AI proposes adjustments. Human judgment decides. This preserves discernment while enabling speed.

Step 02

Creative execution at scale

With a reusable style defined, the workflow transitions from aesthetic infrastructure to campaign execution. Users initiate a new generation session by providing campaign context — messaging frameworks, ad concepts, landing page copy, or other strategic inputs. The system enriches that context with lightweight company research, incorporating relevant product, persona, and market signals.

Translating narrative into visual direction

This is the inflection point where narrative becomes visual direction. From the combined input, the system synthesizes a structured creative brief — translating messaging strategy into a cohesive visual plan that defines tone, themes, recurring objects, motifs, environmental logic, and a modular shot list for end-to-end coverage. Users review and refine the brief conversationally before moving forward.

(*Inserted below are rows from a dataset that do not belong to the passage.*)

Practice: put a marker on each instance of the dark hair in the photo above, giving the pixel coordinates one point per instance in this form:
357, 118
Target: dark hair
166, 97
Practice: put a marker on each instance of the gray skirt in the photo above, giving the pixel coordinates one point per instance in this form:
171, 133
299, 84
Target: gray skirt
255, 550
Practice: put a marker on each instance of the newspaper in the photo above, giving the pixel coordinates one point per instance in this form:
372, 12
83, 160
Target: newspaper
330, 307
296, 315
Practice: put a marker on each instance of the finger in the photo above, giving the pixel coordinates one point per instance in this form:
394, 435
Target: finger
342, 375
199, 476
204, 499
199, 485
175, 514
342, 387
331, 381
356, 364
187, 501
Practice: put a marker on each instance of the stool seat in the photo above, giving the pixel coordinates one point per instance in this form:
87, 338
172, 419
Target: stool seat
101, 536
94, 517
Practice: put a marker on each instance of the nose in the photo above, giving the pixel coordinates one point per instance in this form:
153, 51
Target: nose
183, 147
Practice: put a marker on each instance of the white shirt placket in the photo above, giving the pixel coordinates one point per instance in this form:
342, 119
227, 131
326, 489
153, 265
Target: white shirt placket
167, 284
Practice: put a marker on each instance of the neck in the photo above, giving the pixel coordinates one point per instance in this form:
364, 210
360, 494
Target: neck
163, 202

Campaign context in. A structured creative brief out — the inflection point where narrative becomes visual direction.

Once the brief is approved, the system transitions into a dynamic workspace where concepts and images evolve together. Concept generation, visual previews, refinement, variation, and export all happen in one environment. Rather than moving through rigid steps, users iterate fluidly — adjusting strategy, refining visuals, generating variations, and downloading final assets as they're ready.

Concept review and refinement

Conversational feedback applied across one or many concepts at once — previews refresh as ideas evolve.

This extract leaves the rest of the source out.